I’m a climate alarmist (and you should be too), but we aren’t dead yet

Photo courtesy of the Sierra Club.

Until this summer, climate change was a threat most Virginians could ignore most of the time. It was like being hopelessly in debt: too upsetting to think about, so you may as well ignore it. But then smoke kept drifting down from Canadian wildfires and the planet experienced its hottest days on record. People are dying of the heat across the American South and in Europe. 

It’s as if the debt collectors suddenly switched from sending threatening letters to sending goons with baseball bats. Alarm is not too strong a reaction. 

If the goons have gotten your attention for the first time, you will want to acquaint yourself with the work of the Intergovernmental Panel on Climate Change (IPCC). The concise Summary for Policymakers that accompanies the IPCC’s latest report can get you up to speed. Like sorting out shambled finances, though, it’s both boring and terrifying: Boring because mountains of scientific research inform conclusions couched in dry probabilities; terrifying because those conclusions are bleak.  

Humans have overloaded the atmosphere with so much carbon dioxide, methane and other greenhouse gasses that further climate disruption is now unavoidable, no matter how fast we decarbonize. We are in for longer and more frequent heat waves, more extreme weather events, longer and more intense wildfire seasons, accelerating sea level rise, more people migrating to escape newly-uninhabitable lands, more loss of plant and animal species and the further spread of diseases. 

On the plus side — oh wait, there isn’t a plus side. Not only is continued disruption inevitable, but if we were to continue business as usual, children born today would live to see New York and most other coastal cities underwater. Instead of 60,000 people dying from heat in a bad year, as happened last year in Europe, the number worldwide could reach well into the millions

Then there are the possible tipping points that would bring devastation suddenly rather than gradually, and in ways we aren’t prepared for. The latest prediction to hit the news (though it has been discussed for years, with few people listening) is that meltwater from the Greenland ice sheet could force the powerful Atlantic Ocean current to stall sometime between 2025 (gah!) and 2095. That would make the tropics even hotter but send Europe into a deep freeze — a cure for their heat problems, but not the one they’re looking for. 

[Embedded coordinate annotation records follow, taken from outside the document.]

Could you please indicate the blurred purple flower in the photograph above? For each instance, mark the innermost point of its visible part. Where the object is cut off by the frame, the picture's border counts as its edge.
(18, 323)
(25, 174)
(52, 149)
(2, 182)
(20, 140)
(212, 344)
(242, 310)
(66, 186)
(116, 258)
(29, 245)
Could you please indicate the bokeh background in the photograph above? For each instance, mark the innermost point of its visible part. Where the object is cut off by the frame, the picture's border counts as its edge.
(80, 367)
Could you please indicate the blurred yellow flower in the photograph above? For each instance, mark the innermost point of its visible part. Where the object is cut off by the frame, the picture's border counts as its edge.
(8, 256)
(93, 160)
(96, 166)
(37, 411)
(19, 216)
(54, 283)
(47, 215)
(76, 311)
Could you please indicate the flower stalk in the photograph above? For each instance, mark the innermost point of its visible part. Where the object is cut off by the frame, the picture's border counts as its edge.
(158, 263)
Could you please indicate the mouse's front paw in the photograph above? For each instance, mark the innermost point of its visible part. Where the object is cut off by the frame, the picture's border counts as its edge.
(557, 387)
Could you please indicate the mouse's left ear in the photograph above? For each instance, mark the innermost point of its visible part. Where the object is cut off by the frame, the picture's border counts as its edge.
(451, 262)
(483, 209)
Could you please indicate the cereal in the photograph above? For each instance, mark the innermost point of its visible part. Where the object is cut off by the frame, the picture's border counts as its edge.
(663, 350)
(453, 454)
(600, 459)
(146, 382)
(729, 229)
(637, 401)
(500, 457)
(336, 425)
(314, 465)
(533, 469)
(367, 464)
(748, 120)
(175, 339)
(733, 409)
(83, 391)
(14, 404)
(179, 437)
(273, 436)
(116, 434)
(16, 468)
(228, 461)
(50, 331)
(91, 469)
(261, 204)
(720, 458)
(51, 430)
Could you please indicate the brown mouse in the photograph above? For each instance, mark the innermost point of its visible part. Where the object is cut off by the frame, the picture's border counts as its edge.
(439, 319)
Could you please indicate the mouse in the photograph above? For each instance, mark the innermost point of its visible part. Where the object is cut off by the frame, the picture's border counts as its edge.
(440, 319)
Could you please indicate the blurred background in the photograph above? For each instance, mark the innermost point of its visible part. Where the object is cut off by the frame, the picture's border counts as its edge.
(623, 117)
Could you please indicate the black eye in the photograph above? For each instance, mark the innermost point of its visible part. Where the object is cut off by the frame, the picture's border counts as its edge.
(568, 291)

However dismal these scenarios may be, though, we are not dead yet. In spite of the best efforts of the fossil fuel industry, business will not continue as usual. Efforts to decarbonize our economy started late and are taking too long, but they are working, and they will only accelerate. Investment in the energy transition equaled global investment in fossil fuels last year for the first time. In the course of this century, we will not just stop adding greenhouse gasses to the atmosphere, we’ll begin removing the excess. 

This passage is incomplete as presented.